Try it yourself: Start with axolotl if you prefer configuration files over Python code. It prevents common mistakes by validating configs before training starts.

Specialized Fine-Tuning Methods

adalora:

  • Core capability: Adaptive LoRA with dynamic rank allocation
  • Performance: Better than fixed-rank LoRA on complex tasks
  • Financial use: When standard LoRA underperforms on earnings analysis

ia3 (Infused Adapter):

  • Core capability: Even fewer parameters than LoRA
  • Parameter count: 0.01% vs LoRA’s 0.1%
  • Financial use: Ultra low-resource training for small hedge funds

lamini:

  • Core capability: Memory tuning and continual learning
  • Unique feature: Fact injection without catastrophic forgetting
  • Financial use: Updating models with new regulatory knowledge quarterly

Common mistakes:

  • Using standard LoRA when task needs adaptive rank (adalora)
  • Not exploring IA3 for memory-constrained environments
  • Forgetting continual learning when models need quarterly updates

Debugging and Profiling

pytorch-lightning:

  • Core capability: Training boilerplate reduction
  • Status: Mature abstraction layer
  • Financial use: Cleaner code for research teams

composer (MosaicML):

  • Core capability: 20+ training speedup algorithms
  • Performance: Faster convergence through algorithmic tricks
  • Financial use: Reducing training time from days to hours

Six Combined Usage Patterns for Financial Services

Pattern 1: LoRA + SFTTrainer (Industry Standard)

Stack: transformers + peft (LoRA) + trl (SFTTrainer)

When hedge funds use this:

  • Building portfolio analysis chatbots
  • Training on 10k-100k financial Q&A pairs
  • Single A100 GPU available
  • Need deployment within 1 week
  • Memory requirements: 24GB VRAM for 7B models

What happens: Base model loaded, LoRA adapters added to query/value projection layers, SFTTrainer handles chat formatting automatically, only 0.1% of parameters updated.

Benefits:

  • 4x memory reduction versus full fine-tuning
  • Automatic chat template handling
  • Fast iteration cycles (hours not days)

Pattern 2: QLoRA + SFTTrainer (Budget Training)

Stack: transformers + bitsandbytes (4-bit) + peft (LoRA) + trl (SFTTrainer)
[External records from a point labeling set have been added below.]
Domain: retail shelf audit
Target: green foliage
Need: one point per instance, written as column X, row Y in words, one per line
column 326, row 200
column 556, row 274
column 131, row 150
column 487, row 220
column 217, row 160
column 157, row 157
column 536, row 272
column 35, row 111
When quant teams use this:

  • Training 13B models on consumer GPUs
  • GPU budget under $5k
  • Rapid prototyping phase
  • No cloud compute access
  • Memory requirements: 16GB VRAM for 13B models, 10GB for 7B models

What happens: Model quantized to 4-bit NF4 format, gradients computed in bfloat16, LoRA adapters trained in higher precision, memory reduced 8x versus FP16.

Benefits:

  • Enables large model training on gaming GPUs
  • Cost savings: $2k local GPU vs $50k cloud spend
  • Same quality as full precision training

Common mistakes:

  • Not using prepare_model_for_kbit_training (crashes training)
  • Wrong compute dtype (use bfloat16 not float16)
  • Forgetting gradient checkpointing for 13B+ models

Pattern 3: DeepSpeed + Trainer (Multi-GPU Scale)

Stack: transformers + accelerate + deepspeed (ZeRO-3)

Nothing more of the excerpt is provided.